Renoncement à « la fierté des catholiques »
« Cette liberté religieuse, mettant sur un pied d’égalité le vrai et le faux, dispense délibérément l’État et la société humaine de leurs devoirs d’honorer et de servir Dieu, leur Créateur », explique-t-il
Autre point d’achoppement : l’œcuménisme. « Sous prétexte de pouvoir être plus proche de nos “frères séparés”, (…) on ne cherche même plus, de manière délibérée, à les convertir, explique-t-il.

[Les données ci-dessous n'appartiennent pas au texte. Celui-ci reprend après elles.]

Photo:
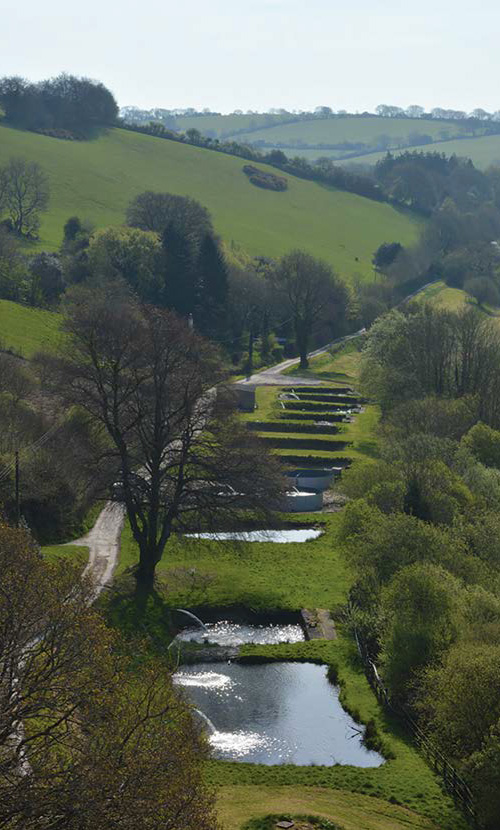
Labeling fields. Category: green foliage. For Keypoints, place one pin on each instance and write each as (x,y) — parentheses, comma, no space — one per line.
(483,150)
(484,443)
(421,616)
(100,177)
(27,330)
(305,822)
(443,417)
(461,698)
(380,545)
(129,253)
(483,769)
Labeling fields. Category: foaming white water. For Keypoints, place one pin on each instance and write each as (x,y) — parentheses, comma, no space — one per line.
(204,680)
(227,633)
(236,743)
(281,537)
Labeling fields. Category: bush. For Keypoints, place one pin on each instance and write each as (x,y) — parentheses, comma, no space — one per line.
(268,181)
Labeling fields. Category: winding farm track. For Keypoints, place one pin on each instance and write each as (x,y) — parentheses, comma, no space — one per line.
(103,542)
(273,375)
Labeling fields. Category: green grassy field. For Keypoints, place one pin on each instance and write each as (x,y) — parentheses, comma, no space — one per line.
(78,554)
(225,125)
(97,179)
(483,150)
(26,330)
(401,794)
(352,811)
(455,299)
(363,129)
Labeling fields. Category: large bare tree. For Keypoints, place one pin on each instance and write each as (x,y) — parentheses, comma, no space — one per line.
(155,387)
(87,740)
(25,189)
(313,295)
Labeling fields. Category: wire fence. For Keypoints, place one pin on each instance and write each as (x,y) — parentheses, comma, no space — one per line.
(456,786)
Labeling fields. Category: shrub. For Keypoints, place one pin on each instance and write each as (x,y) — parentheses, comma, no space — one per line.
(268,181)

L’œcuménisme NE VEUT PLUS CONVERTIR (en capitales dans le texte). » Il voit dans cette attitude un renoncement à « la fierté des catholiques ».

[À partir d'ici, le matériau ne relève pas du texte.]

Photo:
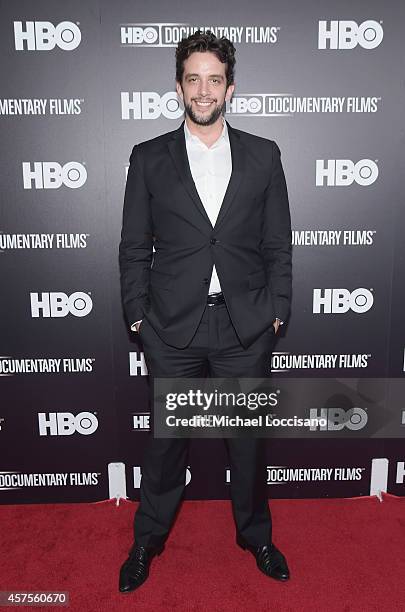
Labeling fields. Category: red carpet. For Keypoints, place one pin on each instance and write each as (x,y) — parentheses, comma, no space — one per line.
(344,555)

« Les chrétiens sont devenus aujourd’hui tellement mous qu’ils laissent tout faire ! », s’indigne-t-il, à propos cette fois des pièces de théâtre Sur le concept du visage du Fils de Dieu et Golgota Picnic où l’institut Civitas est apparu comme le véritable bras politique de la FSSPX contre ces spectacles.
« L’Église s’est toujours proclamée une monarchie »
Troisième point délicat dans le concile aux yeux de la FSSPX : la collégialité épiscopale, vécue par Mgr Fellay comme une « diminution de l’autorité ». « L’Église s’est toujours proclamée une monarchie, gouvernée par un seul », explique-t-il, dénonçant « la collégialité et la parodie parlementaire des conférences épiscopales, (qui) permet toutes sortes d’abus et livre à la pression du groupe les dispositions du Droit divin déterminant que chaque diocèse n’a qu’une seule tête, l’évêque du lieu ».
Conséquence : « L’autorité aujourd’hui est sérieusement ébranlée, non seulement du dehors par la contestation des responsables laïcs qui prétendent à une part de gouvernement, mais aussi bien, à l’intérieur de l’Église, par l’introduction d’une quantité de conseils et commissions qui, dans l’atmosphère d’aujourd’hui, empêchent l’exercice juste de l’autorité déléguée par Notre Seigneur Jésus-Christ. »
Si ces phrases traduisent le fond de la réponse transmise ces derniers jours par la FSSPX aux propositions romaines, qui impliquaient l’acceptation de l’enseignement de Vatican II tel qu’exprimé dans le Catéchisme de l’Église catholique , on comprend dès lors que, comme le conclut lui-même Mgr Fellay, « nos relations avec Rome sont difficiles ».